Wirtschaftsexperten wie Rüdiger Bachmann loben, dass die Debatte weniger von Ideologie
geprägt ist: "Märkte sind weder ein Wert an sich, noch sind sie
grundsätzlich böse. Und staatliche Eingriffe können sinnvoll sein oder aber ein
Fehler." Es gibt weiter Unterschiede, wie der Streit zwischen FDP und
Grüne zeigt: Konsolidierung des Haushalts, um mehr Geld für Investitionen
anstatt für Zinsen ausgeben zu können? Oder mehr Investitionen, um über mehr
Wachstum den Haushalt zu konsolidieren?
Markt zunutze machen, aber in engen Bahnen lenken
Die Autoren sehen in einem dritten Weg eine Lösung: der
Staat kann die Kräfte des Marktes weiter nutzen, lenkt sie aber engere Bahnen.
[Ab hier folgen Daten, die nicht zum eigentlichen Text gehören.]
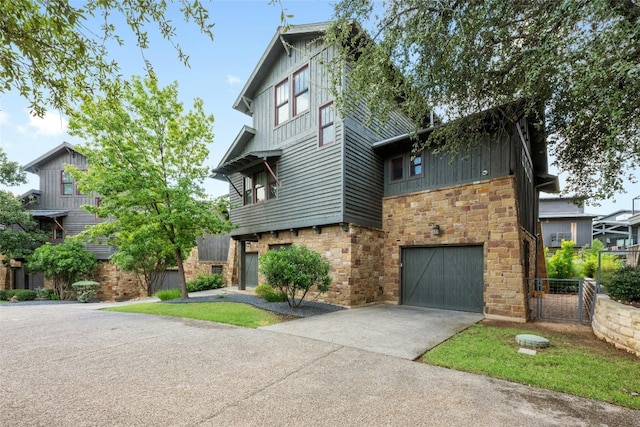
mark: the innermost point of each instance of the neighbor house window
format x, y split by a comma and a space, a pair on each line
68, 185
282, 102
301, 91
415, 165
397, 172
327, 132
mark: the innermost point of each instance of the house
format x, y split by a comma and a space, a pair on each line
397, 226
562, 219
614, 230
57, 206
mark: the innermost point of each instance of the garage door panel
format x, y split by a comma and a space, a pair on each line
448, 277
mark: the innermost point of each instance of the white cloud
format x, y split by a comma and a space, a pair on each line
52, 124
233, 80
Die Globalisierung hat ihren Höhepunkt überschritten, bei der Frage wo produziert
und eingekauft wird, spielen sicherheitspolitische und geoökonomische Aspekte
eine größere Rolle. Der Staat kann Verbote verhängen, z.B. für den Kampf gegen
den Klimawandel, sollte andererseits aber auch die Freiheit nicht zu sehr
einschränken.
Feste Wechselkurse auf Regionen
Die Frage, ob feste oder frei schwankende Wechselkurse
besser geeignet sind, ist weiter nicht geklärt. Experten wie Peter Bofinger
sehen in regionalen Währungsräumen eine Lösung, die es im Moment mit dem US-Dollar,
dem Euro und dem chinesischen Yuan gibt. Währungsunionen können Probleme
bringen, wie das europäische System zeigt. Umgekehrt setze kaum noch jemand auf
völlig frei schwankende Wechselkurse. - jedes Land muss das Wechselkurssystem
finden, das am besten zu ihm passt.
Manchmal Hammer und manchmal Säge
Bachmann betont, dass Marktkräfte, staatliche Eingriffe, Wechselkurssysteme oder auch die Geldpolitik keine Frage des Glaubens, sondern politische Instrumente also Mittel zum Zweck sind. "Manchmal", so der Ökonom, "braucht man nun einmal einen Hammer und manchmal eine Säge".